HİÇ KİMSE KANUNLARIN ÜSTÜNDE DEĞİLDİR
1 Mart 2023 tarihi itibariyle dernek üyeleri ve Malatya Barosu idare konseyi üyeleri olarak öbür meslektaşları ile birlikte zelzele sonrasında yaşanan can kayıpları ve maddi kayıpların asıl sorumluları olan atanmış ve seçilmiş idarecileri hakkında kabahat duyurusunda bulunduklarını söyleyen Akyol, “Bahse husus kabahat duyurumuzda Malatya vilayetinde vazife yapan eski periyot ve mevcut vali, Malatya Büyükşehir Belediyesi Lideri ve eski periyot lideri, Battalgazi ve Yeşilyurt Belediye Liderleri,Malatya Valiliği Etraf ve Şehircilik Vilayet Müdürlüğü hakkında 2020 yılında Elazığ ve Malatya’da meydana gelen zelzele sonrası önemli formda hasar alan bina ve yapıların ilgili idarece kontrol yükümlülüğünün yerine getirilmesi sonrasında 06/02/2023 tarihinde meydana gelen sarsıntı sonrası kontrolü yapılmayan bina ve
yapıların neredeyse tamamının enkaz haline gelmesinde Malatya’daki yöneticilerin önemli formda ihmal ve kusurunun olduğu gerekçesiyle dilekçemizi somutlaştırarak cürüm duyurusunda bulunduk.

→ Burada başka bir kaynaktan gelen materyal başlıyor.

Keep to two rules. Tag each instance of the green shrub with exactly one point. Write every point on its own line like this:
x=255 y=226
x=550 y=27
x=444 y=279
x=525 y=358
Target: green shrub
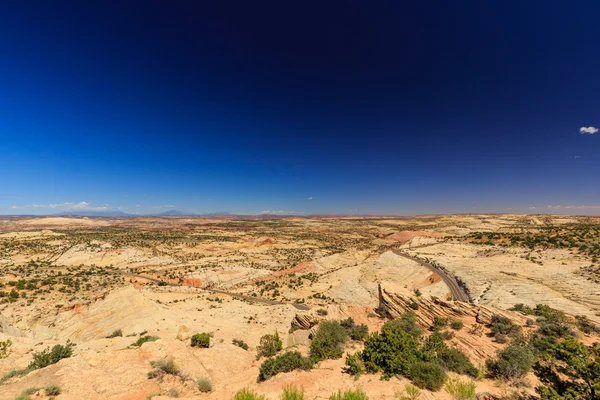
x=201 y=340
x=286 y=362
x=26 y=393
x=204 y=385
x=356 y=394
x=439 y=323
x=456 y=325
x=512 y=363
x=269 y=345
x=356 y=332
x=410 y=393
x=14 y=373
x=391 y=351
x=407 y=322
x=292 y=393
x=355 y=364
x=583 y=323
x=162 y=367
x=328 y=341
x=460 y=390
x=427 y=375
x=4 y=348
x=240 y=343
x=503 y=326
x=49 y=357
x=144 y=339
x=456 y=361
x=52 y=390
x=116 y=333
x=247 y=394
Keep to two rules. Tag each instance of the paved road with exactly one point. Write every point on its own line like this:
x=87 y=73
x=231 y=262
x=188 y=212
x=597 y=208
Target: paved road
x=458 y=293
x=261 y=300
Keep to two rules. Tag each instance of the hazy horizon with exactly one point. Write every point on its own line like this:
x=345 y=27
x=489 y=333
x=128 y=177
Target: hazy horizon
x=336 y=108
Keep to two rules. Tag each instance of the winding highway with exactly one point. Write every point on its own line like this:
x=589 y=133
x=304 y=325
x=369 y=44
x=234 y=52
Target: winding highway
x=458 y=293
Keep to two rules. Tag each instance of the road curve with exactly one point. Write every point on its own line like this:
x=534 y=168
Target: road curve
x=458 y=293
x=302 y=307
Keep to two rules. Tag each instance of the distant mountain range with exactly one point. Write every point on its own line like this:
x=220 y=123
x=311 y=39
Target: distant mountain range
x=112 y=213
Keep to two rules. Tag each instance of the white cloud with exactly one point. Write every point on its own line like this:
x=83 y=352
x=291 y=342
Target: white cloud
x=583 y=207
x=282 y=212
x=84 y=205
x=589 y=130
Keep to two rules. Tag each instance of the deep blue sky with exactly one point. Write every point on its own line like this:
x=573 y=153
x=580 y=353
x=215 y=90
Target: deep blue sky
x=314 y=107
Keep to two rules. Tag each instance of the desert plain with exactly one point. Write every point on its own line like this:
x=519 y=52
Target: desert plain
x=102 y=284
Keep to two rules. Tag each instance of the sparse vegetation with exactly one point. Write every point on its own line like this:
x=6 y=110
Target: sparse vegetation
x=240 y=343
x=512 y=363
x=460 y=390
x=286 y=362
x=328 y=341
x=201 y=340
x=247 y=394
x=291 y=392
x=52 y=390
x=144 y=339
x=411 y=392
x=49 y=357
x=163 y=367
x=116 y=333
x=204 y=385
x=269 y=345
x=356 y=394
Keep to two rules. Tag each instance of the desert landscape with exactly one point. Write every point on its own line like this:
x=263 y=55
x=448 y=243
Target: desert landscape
x=205 y=308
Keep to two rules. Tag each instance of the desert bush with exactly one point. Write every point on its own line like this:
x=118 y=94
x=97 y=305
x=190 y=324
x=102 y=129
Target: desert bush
x=460 y=390
x=286 y=362
x=439 y=323
x=446 y=334
x=247 y=394
x=456 y=325
x=504 y=326
x=201 y=340
x=14 y=373
x=5 y=348
x=583 y=323
x=570 y=370
x=391 y=351
x=143 y=339
x=456 y=361
x=356 y=394
x=48 y=357
x=162 y=367
x=116 y=333
x=292 y=393
x=476 y=330
x=328 y=341
x=411 y=392
x=426 y=375
x=355 y=364
x=52 y=390
x=407 y=322
x=356 y=332
x=513 y=362
x=269 y=345
x=26 y=393
x=240 y=343
x=204 y=385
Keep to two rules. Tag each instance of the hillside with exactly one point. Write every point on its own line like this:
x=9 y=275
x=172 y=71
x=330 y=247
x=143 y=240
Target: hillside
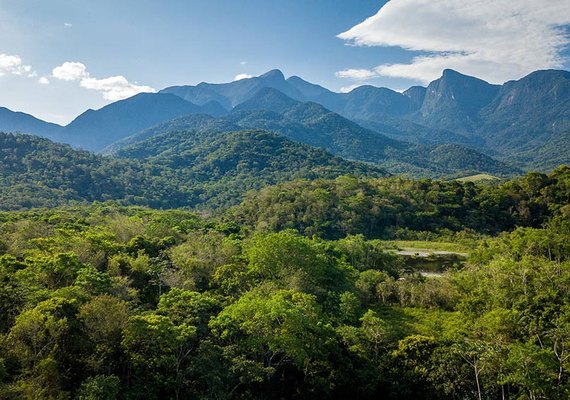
x=213 y=170
x=513 y=122
x=312 y=124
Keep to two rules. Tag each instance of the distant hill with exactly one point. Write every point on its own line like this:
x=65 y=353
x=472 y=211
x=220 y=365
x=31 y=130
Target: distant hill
x=507 y=120
x=517 y=122
x=312 y=124
x=174 y=170
x=13 y=121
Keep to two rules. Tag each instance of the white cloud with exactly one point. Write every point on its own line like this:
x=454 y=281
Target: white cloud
x=496 y=40
x=239 y=77
x=13 y=65
x=356 y=74
x=350 y=88
x=113 y=88
x=70 y=71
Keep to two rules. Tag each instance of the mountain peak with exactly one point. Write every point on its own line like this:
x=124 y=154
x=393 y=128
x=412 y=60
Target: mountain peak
x=274 y=74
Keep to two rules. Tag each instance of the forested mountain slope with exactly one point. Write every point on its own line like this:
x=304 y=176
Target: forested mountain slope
x=216 y=170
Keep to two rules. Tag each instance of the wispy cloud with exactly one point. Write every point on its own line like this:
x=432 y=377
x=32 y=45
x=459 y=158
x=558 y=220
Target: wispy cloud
x=113 y=88
x=239 y=77
x=13 y=65
x=497 y=40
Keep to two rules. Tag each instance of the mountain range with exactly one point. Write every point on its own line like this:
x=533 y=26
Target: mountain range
x=457 y=125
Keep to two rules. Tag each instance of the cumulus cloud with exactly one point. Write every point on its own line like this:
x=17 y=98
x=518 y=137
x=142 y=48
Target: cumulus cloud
x=113 y=88
x=350 y=88
x=239 y=77
x=70 y=71
x=496 y=40
x=10 y=64
x=356 y=74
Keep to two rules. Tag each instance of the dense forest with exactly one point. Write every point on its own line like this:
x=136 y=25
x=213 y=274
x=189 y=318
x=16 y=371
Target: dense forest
x=212 y=170
x=298 y=292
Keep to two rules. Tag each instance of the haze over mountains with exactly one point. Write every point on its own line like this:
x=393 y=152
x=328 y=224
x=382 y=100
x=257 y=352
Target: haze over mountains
x=457 y=125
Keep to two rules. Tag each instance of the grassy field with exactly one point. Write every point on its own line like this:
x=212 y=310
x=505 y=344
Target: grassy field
x=428 y=246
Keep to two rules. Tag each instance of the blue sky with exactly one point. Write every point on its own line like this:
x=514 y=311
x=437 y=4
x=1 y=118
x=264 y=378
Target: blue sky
x=106 y=50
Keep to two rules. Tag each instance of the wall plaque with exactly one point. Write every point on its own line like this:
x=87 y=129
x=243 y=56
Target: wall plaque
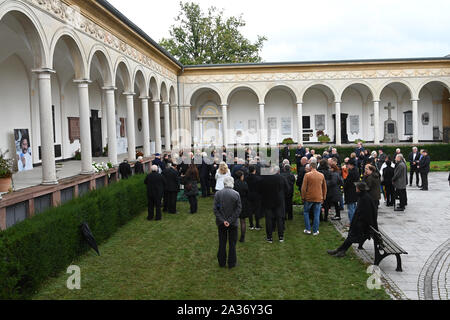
x=354 y=124
x=74 y=129
x=320 y=121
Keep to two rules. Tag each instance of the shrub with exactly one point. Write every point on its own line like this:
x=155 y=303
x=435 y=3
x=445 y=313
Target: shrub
x=44 y=245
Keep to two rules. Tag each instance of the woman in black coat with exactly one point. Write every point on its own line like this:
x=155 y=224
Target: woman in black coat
x=190 y=181
x=365 y=217
x=242 y=188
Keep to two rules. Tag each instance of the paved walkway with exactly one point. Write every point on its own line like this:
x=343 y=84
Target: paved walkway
x=66 y=169
x=423 y=230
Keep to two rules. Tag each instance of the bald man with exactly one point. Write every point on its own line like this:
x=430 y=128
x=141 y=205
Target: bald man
x=155 y=190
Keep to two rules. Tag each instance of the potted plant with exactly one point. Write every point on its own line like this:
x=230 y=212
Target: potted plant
x=5 y=172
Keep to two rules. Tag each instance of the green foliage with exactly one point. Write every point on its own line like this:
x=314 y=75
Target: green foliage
x=437 y=152
x=200 y=38
x=44 y=245
x=5 y=165
x=288 y=141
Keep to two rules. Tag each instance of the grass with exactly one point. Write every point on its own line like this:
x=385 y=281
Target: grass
x=176 y=259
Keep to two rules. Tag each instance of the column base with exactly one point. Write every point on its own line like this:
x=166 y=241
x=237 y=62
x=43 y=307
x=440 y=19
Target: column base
x=50 y=183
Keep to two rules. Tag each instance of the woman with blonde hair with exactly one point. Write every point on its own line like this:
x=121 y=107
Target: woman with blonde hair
x=221 y=174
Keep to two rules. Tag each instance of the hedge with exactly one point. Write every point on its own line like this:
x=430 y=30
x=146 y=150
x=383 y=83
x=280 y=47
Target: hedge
x=43 y=246
x=437 y=152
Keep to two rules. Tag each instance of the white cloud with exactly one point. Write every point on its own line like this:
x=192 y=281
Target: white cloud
x=320 y=29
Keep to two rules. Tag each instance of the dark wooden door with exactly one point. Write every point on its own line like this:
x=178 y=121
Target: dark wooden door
x=96 y=134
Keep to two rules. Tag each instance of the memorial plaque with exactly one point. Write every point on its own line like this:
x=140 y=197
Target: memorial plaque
x=74 y=129
x=286 y=126
x=391 y=128
x=320 y=122
x=354 y=124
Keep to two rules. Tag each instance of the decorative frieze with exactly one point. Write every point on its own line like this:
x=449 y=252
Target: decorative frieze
x=330 y=75
x=72 y=16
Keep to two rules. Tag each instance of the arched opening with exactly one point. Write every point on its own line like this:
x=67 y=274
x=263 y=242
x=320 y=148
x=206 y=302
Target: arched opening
x=280 y=113
x=396 y=113
x=243 y=116
x=357 y=113
x=206 y=118
x=101 y=76
x=318 y=108
x=21 y=51
x=434 y=112
x=123 y=87
x=68 y=63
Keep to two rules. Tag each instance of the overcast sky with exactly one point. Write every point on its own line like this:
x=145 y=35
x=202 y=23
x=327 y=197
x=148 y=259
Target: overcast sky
x=299 y=30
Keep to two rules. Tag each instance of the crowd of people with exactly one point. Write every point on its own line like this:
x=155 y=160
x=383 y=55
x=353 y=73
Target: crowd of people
x=252 y=188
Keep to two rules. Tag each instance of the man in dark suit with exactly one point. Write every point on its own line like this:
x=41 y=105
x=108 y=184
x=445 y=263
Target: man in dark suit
x=424 y=169
x=125 y=169
x=138 y=166
x=272 y=193
x=172 y=187
x=155 y=190
x=413 y=159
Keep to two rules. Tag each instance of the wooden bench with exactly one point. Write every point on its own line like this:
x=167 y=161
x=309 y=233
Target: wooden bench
x=385 y=246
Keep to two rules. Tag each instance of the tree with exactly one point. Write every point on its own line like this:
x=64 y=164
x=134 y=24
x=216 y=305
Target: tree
x=210 y=39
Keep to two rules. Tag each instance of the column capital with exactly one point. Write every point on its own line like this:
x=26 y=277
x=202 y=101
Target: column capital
x=43 y=71
x=82 y=81
x=109 y=88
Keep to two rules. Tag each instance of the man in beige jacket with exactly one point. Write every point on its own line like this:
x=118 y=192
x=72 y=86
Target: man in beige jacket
x=314 y=193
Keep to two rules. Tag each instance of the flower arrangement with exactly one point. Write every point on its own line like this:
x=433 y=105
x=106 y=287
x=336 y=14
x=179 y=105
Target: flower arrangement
x=6 y=165
x=101 y=167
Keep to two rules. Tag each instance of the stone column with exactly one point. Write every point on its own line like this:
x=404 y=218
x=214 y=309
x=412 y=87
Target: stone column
x=46 y=127
x=175 y=125
x=225 y=124
x=300 y=122
x=145 y=126
x=130 y=126
x=111 y=120
x=262 y=126
x=167 y=139
x=85 y=126
x=415 y=115
x=376 y=121
x=157 y=116
x=338 y=123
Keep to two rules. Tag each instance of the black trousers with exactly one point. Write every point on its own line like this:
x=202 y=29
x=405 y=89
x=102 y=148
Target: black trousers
x=411 y=175
x=229 y=234
x=154 y=204
x=289 y=208
x=327 y=205
x=254 y=210
x=424 y=178
x=274 y=217
x=204 y=183
x=401 y=194
x=390 y=194
x=172 y=201
x=193 y=203
x=165 y=201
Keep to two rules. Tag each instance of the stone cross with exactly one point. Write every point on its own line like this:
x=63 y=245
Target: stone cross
x=389 y=108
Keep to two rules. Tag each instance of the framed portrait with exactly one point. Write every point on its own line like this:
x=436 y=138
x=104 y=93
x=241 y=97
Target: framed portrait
x=23 y=150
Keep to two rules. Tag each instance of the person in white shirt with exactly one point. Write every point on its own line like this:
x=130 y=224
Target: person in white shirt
x=221 y=174
x=25 y=161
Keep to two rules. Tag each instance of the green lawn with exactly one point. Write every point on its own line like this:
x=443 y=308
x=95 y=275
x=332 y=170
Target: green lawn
x=176 y=259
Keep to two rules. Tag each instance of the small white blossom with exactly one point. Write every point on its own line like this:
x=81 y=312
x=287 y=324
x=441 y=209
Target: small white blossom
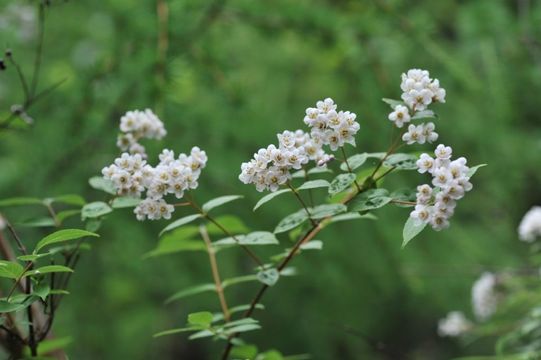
x=484 y=296
x=400 y=116
x=451 y=179
x=530 y=226
x=454 y=324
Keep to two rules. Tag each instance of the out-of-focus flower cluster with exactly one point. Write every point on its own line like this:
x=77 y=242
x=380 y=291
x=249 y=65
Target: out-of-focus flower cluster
x=454 y=324
x=270 y=167
x=136 y=125
x=132 y=176
x=435 y=205
x=485 y=299
x=530 y=226
x=331 y=127
x=419 y=91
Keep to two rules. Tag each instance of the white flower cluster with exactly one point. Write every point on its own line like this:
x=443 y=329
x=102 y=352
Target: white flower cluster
x=136 y=125
x=530 y=226
x=270 y=166
x=131 y=175
x=331 y=127
x=435 y=205
x=484 y=296
x=419 y=91
x=454 y=324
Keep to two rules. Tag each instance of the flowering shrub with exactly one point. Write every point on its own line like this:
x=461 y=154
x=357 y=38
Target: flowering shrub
x=505 y=303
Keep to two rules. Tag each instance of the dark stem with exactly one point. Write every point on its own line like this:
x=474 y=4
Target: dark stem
x=349 y=167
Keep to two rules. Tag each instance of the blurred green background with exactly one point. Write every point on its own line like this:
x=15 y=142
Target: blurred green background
x=227 y=77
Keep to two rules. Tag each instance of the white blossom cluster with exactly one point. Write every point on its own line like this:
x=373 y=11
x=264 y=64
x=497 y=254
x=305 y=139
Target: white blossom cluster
x=136 y=125
x=454 y=324
x=435 y=205
x=530 y=226
x=485 y=296
x=131 y=176
x=270 y=166
x=419 y=91
x=331 y=127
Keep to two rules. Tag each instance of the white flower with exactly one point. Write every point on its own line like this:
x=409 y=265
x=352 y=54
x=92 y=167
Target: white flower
x=429 y=133
x=400 y=115
x=425 y=164
x=419 y=90
x=414 y=135
x=530 y=226
x=443 y=152
x=454 y=324
x=484 y=296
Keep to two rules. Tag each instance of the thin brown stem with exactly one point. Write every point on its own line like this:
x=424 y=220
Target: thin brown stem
x=226 y=232
x=296 y=193
x=215 y=273
x=349 y=167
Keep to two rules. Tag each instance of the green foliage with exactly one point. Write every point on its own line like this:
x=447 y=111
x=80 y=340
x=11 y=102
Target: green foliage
x=291 y=221
x=314 y=184
x=219 y=201
x=61 y=236
x=270 y=196
x=411 y=230
x=341 y=183
x=95 y=209
x=370 y=200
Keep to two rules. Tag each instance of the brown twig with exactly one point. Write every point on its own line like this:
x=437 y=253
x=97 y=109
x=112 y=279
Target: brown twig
x=215 y=273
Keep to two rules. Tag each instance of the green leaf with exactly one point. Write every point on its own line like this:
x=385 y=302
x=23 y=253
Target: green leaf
x=209 y=205
x=254 y=238
x=10 y=269
x=341 y=183
x=48 y=269
x=175 y=331
x=20 y=201
x=291 y=221
x=63 y=215
x=99 y=183
x=232 y=223
x=326 y=210
x=42 y=290
x=268 y=277
x=38 y=222
x=425 y=114
x=393 y=103
x=244 y=352
x=125 y=202
x=243 y=328
x=61 y=236
x=401 y=161
x=474 y=169
x=95 y=209
x=411 y=230
x=50 y=345
x=70 y=199
x=354 y=162
x=178 y=223
x=370 y=200
x=203 y=318
x=194 y=290
x=32 y=257
x=314 y=184
x=238 y=280
x=312 y=245
x=353 y=216
x=269 y=197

Ayrıyeten Malatya’da yıkımın en fazla olduğu ilçelerden Yeşilyurt’ta siyasi ve ekonomik rant ile tarım topraklarının imara açılması can kayıpları ve ekonomik kayıpların sebebinin zelzele değil ihmal olduğunu düşünüyoruz. Yaptığımız cürüm duyurusunun takipçisi olacağımızı kamuoyunun bilgisine sunarak, yıkımlarda yalnızca müteahhitlerin sorumlu olmadığını ihmali bulunan atanmış ve seçilmişlerin sorumluluğu sebebiyle yargılanması gerektiğini düşünüyoruz. Yargı makamları tarafından da soruşturmanın titizlikle yürütülmesi gerekmektedir. Hiç kimse maddelerin üstünde değildir, biz hukukun üstünlüğü prensibine inanıyoruz. ” dedi.